REACT, which stands for Reality Even Affects Clinton Teens, is substance-free group for Pierson, Eliot and Morgan students that focuses on fun, leadership skills, and peer support for positive decision making. Read on for more information about each group.
Morgan REACT is a club for any Clinton 9-12 grader, whether they attend Morgan or another high school.
Morgan REACT meets twice per month in the evening and focuses on leadership skill development, identifying personal strengths, peer support, and substance abuse prevention.
Morgan REACT’s major project is Haunted Hallways which raises funds for Clinton Social Services. Haunted Hallways is always held the Sunday evening before Halloween.
Morgan REACT also participates in Christmas in Clinton, Family Day, and many other Clinton town events. All members are offered community service opportunities throughout the school year. Some members attend state and national conferences and trainings, and have also testified at the state capitol.
Eliot REACT includes Eliot 6-8 grade students in fun, engaging meetings once per month. Every other month, parents are included in the monthly meetings. Students and parents are educated on the 40 Developmental Assets, which are the building blocks of positive decision making, through group games, individual challenges and other fun activities.
Eliot REACT members offer the Elf on the Shelf Scavenger Hunt game at Christmas in Clinton and attract a lot of attention at the Medication Take Back Days at the police department. They also complete peer education programs in school on topics such as marijuana, underage drinking, and overall health.
Morgan REACT members assist with all Eliot meetings, serving as positive role models for the younger students.
Pierson REACT involves 4th and 5th grade students and their parents in monthly meetings from October—June. Similar to Eliot REACT, the focus of the meetings is learning about the 40 Developmental Assets as well as positive family communication. Behavioral research has shown that the #1 deterrents of underage substance use are positive family communication and clearly stated parental expectations.
Pierson REACT members enjoy group games, team building, role playing and challenges to learn about the assets. Pierson students are also involved with community service projects, including Christmas in Clinton. Giving young people opportunities to be leaders in the community strengthens self esteem and assists youth in making healthy decisions.
Morgan REACT members mentor the Pierson students and provide positive peer role models throughout the school year.
Parents are given information on drug use trends in Clinton, tips for communicating with their young people, and can connect with one another for their own peer support network.
Starting REACT at the Pierson level gives your young person a club to “belong” to throughout their Clinton school experience! REACT can be that bridge between schools that helps them transition with a group of friends and older peers.

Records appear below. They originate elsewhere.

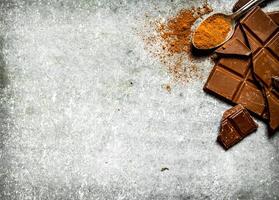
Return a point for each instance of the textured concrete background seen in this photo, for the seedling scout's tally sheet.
(84, 115)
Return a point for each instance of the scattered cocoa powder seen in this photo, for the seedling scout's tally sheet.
(170, 43)
(212, 32)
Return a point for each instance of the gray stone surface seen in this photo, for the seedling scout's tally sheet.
(74, 127)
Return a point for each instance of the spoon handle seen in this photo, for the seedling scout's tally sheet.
(246, 8)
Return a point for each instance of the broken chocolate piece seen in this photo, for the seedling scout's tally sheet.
(231, 78)
(240, 3)
(275, 83)
(234, 47)
(263, 36)
(236, 124)
(274, 16)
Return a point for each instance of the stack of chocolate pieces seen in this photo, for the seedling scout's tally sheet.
(247, 73)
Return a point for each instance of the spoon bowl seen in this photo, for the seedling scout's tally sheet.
(232, 19)
(230, 33)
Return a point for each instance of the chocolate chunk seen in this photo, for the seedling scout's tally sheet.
(275, 83)
(236, 124)
(240, 3)
(234, 47)
(274, 16)
(263, 37)
(231, 79)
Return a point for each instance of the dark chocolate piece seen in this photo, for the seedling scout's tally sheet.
(263, 36)
(234, 47)
(236, 124)
(231, 78)
(241, 3)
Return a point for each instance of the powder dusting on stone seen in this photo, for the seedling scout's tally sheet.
(170, 43)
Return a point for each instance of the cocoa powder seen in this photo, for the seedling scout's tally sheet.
(171, 44)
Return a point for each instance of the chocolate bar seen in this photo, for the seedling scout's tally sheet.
(263, 38)
(241, 3)
(274, 16)
(236, 124)
(275, 83)
(231, 78)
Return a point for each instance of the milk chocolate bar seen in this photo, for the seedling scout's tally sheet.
(236, 124)
(241, 3)
(274, 16)
(263, 38)
(275, 83)
(231, 79)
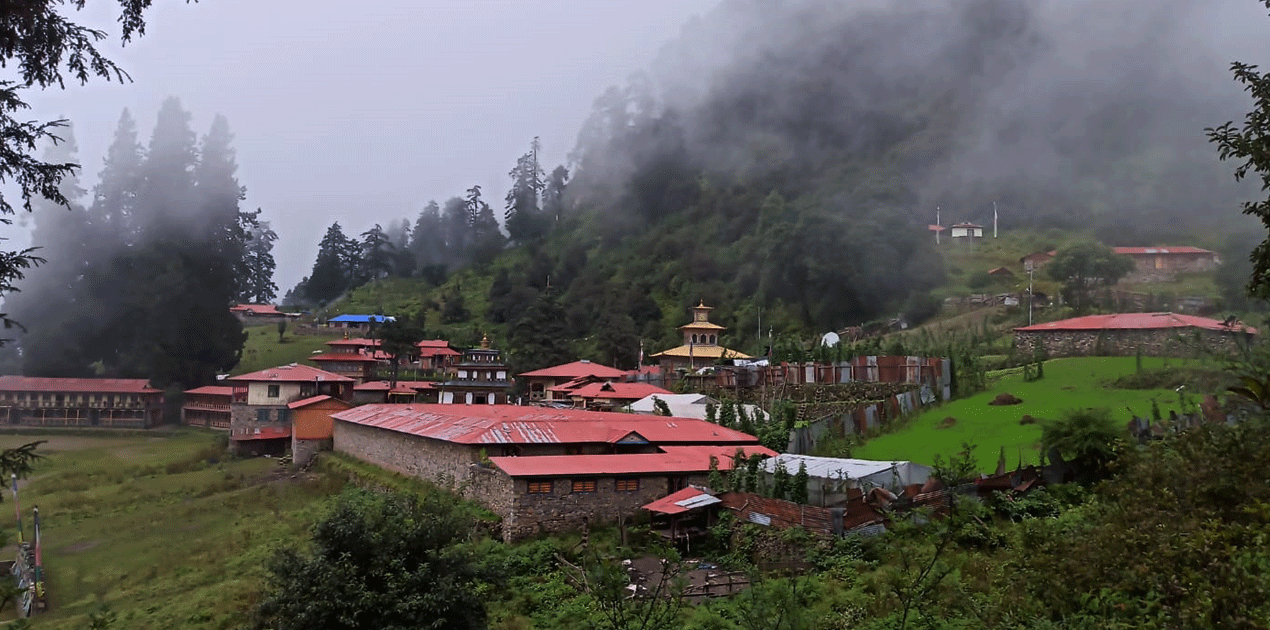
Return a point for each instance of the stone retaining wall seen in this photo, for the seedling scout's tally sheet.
(1165, 342)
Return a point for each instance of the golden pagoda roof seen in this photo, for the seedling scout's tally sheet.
(704, 325)
(702, 352)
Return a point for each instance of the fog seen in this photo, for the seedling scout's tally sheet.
(362, 113)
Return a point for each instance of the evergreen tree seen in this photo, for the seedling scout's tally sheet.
(55, 295)
(523, 214)
(376, 255)
(329, 277)
(487, 240)
(539, 337)
(255, 274)
(553, 194)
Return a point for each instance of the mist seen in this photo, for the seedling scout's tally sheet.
(1063, 112)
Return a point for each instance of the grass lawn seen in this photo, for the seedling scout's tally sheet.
(262, 348)
(161, 529)
(1068, 384)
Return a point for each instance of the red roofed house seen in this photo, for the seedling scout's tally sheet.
(207, 407)
(405, 391)
(38, 402)
(539, 382)
(353, 358)
(603, 395)
(436, 355)
(311, 426)
(259, 313)
(1167, 261)
(1125, 333)
(259, 413)
(541, 469)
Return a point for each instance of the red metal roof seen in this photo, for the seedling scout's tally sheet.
(212, 390)
(348, 357)
(361, 342)
(257, 309)
(295, 372)
(310, 400)
(263, 433)
(384, 385)
(1161, 250)
(612, 390)
(89, 385)
(575, 370)
(675, 460)
(1137, 321)
(691, 497)
(516, 424)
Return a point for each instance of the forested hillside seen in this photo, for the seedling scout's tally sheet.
(782, 160)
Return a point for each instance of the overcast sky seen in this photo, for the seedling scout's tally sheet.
(361, 112)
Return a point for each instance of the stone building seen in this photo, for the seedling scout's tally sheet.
(311, 426)
(539, 382)
(700, 344)
(207, 407)
(1158, 334)
(353, 358)
(479, 379)
(259, 412)
(540, 469)
(43, 402)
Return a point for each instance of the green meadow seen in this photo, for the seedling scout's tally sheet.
(161, 529)
(1068, 384)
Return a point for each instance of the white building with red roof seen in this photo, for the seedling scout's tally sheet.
(541, 469)
(47, 402)
(1158, 334)
(259, 417)
(539, 382)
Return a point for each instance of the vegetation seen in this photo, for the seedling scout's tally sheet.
(1068, 384)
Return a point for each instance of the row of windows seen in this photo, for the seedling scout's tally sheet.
(62, 398)
(583, 485)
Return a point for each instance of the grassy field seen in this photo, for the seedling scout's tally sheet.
(1068, 384)
(160, 527)
(262, 348)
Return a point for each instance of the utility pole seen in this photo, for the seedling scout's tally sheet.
(1030, 267)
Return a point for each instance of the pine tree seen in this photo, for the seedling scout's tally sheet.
(487, 240)
(329, 277)
(553, 194)
(523, 214)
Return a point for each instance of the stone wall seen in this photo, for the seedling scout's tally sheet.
(1166, 342)
(564, 509)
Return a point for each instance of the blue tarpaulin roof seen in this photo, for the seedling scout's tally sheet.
(362, 319)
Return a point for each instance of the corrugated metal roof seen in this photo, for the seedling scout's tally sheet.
(294, 372)
(212, 390)
(682, 501)
(829, 468)
(612, 390)
(699, 351)
(575, 370)
(311, 400)
(514, 424)
(1162, 250)
(362, 319)
(675, 460)
(1137, 321)
(351, 357)
(78, 385)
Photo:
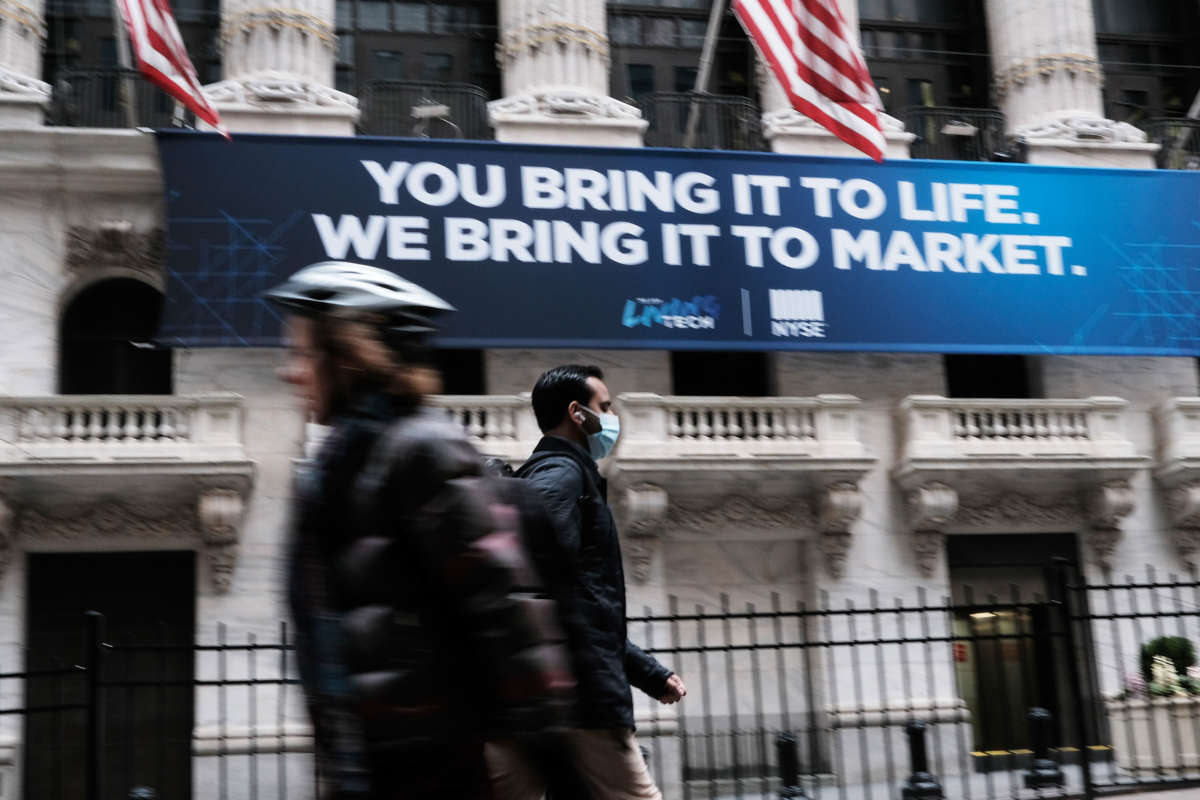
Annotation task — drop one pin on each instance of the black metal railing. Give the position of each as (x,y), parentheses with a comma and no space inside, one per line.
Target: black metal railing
(957,133)
(1179,140)
(161,719)
(1066,689)
(723,121)
(438,110)
(94,97)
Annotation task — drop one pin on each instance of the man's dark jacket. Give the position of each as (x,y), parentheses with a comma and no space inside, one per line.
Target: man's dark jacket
(420,630)
(606,662)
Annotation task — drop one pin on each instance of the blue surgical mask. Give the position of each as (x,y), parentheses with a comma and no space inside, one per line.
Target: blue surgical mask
(601,443)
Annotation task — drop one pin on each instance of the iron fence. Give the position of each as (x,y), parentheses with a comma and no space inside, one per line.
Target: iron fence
(723,121)
(413,108)
(957,133)
(1050,691)
(1179,140)
(95,97)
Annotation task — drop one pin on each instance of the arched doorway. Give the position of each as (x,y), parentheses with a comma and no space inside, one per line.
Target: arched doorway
(106,342)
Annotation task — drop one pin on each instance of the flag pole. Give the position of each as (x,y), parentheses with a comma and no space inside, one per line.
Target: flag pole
(706,67)
(125,64)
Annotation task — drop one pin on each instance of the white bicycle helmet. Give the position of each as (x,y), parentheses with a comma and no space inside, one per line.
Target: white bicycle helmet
(329,287)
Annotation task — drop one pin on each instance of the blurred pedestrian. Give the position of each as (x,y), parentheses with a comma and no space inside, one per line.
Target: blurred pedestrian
(407,579)
(574,411)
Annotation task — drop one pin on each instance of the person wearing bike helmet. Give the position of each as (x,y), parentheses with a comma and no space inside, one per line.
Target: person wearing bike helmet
(418,627)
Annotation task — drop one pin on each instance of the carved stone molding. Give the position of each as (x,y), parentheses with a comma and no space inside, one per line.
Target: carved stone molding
(1103,542)
(1187,545)
(564,103)
(521,41)
(277,19)
(1109,504)
(107,519)
(739,510)
(931,505)
(115,244)
(7,531)
(928,546)
(1183,504)
(1085,128)
(1019,510)
(215,523)
(841,505)
(646,512)
(279,92)
(220,512)
(16,86)
(834,548)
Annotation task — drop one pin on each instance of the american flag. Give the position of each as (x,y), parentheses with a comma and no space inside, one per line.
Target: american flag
(163,59)
(811,50)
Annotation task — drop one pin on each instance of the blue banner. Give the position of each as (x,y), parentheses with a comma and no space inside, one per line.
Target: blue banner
(550,246)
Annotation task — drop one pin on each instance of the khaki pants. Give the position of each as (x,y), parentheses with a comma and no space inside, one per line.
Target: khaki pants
(609,763)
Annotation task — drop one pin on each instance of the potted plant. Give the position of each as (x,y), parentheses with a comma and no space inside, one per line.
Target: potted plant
(1156,719)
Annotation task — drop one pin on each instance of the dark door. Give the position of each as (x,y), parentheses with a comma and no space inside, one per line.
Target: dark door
(148,601)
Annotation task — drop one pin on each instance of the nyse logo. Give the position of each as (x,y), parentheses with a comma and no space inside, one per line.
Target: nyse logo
(797,313)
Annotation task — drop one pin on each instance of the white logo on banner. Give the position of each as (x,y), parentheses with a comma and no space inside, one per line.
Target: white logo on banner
(797,313)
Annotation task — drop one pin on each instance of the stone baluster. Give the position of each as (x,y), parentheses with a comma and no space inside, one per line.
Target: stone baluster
(277,61)
(555,60)
(23,97)
(1048,83)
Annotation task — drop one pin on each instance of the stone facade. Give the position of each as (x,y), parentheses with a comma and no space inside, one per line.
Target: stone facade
(863,477)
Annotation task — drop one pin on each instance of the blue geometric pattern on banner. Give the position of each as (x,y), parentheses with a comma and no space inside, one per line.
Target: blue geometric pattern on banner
(553,246)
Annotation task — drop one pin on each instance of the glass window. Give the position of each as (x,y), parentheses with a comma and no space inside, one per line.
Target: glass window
(685,78)
(1139,17)
(437,67)
(412,17)
(346,48)
(387,65)
(373,14)
(659,31)
(921,92)
(874,10)
(625,29)
(691,32)
(641,78)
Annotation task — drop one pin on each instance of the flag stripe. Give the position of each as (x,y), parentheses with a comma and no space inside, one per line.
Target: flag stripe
(162,56)
(809,48)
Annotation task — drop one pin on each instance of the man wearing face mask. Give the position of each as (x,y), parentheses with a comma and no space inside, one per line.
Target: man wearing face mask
(574,411)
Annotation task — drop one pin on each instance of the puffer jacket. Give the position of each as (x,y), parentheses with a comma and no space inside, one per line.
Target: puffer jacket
(421,629)
(606,662)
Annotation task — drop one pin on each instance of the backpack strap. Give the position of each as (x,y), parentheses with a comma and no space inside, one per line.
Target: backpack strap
(589,486)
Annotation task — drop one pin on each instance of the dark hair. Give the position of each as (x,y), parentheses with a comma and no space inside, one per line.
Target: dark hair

For information on any of these clubs please call 860-664-1142.
From June 28 – July 1, 2015 four Clinton teens and three adults attended the national Students Against Destructive Decisions conference in Nashville, TN. The trip was funded by the Drug Free Communities grant that PiC received from the Substance Abuse and Mental Health Services Administration of the U.S. government. Morgan students Maggie LaCross, Mike Baker, Alex Robison and Isabella Pitarra, and PiC adult members Andrea Kaye, Robyn Sneider and Liz Robison attended a variety of workshops seeking new ideas to bring back to Morgan’s REACT club. Their interactions with like-minded students and advisors from across the United States fueled their energy to implement new initiatives in youth leadership and healthy decisions through REACT.
The most popular concepts that will be brought back to Clinton are prevention of suicide or self-harm, prevention of tobacco use and safe teen driving. The teens and adults felt strongly that each of these topics were relevant in town and are planning some creative projects and initiatives for the upcoming school year. With Suicide Prevention month in September, look for these ideas to be started right at the beginning of the school year!
During a break from workshops at the conference, the seven Clintonites also enjoyed a night of line dancing and music at the famous Wildhorse Saloon.
Clinton families enjoyed another successful and fun OlymPiC event on Friday night, January 23. Led by EMPOWER from Middletown, Clinton parents and children navigated through challenges and games, producing healthy fits of laughter and joy. Participants balanced tennis balls and balloons, jumped through the jump rope, tried their luck at guessing who was behind a curtain, created the ever-popular marble pipeline, along with several other fun initiatives. The event was DJ’d by Quiana Peralta, whose tunes added additional energy and fun to the activities. Hope you can make the next event, to be held in August 2015.
Prescription drug abuse can occur in many ways. When a person takes medication that has not been prescribed to them, it is prescription drug abuse. When a person takes medication in a way other than directed, such as a larger dose, or crushing the pills to snort the contents it is prescription drug abuse. When a person takes medication with the intent to get “high” or feel good it is prescription drug abuse. Taking medication from a friend or relative for pain relief, or to help a person study or concentrate is abuse, even if there is no intent to get high.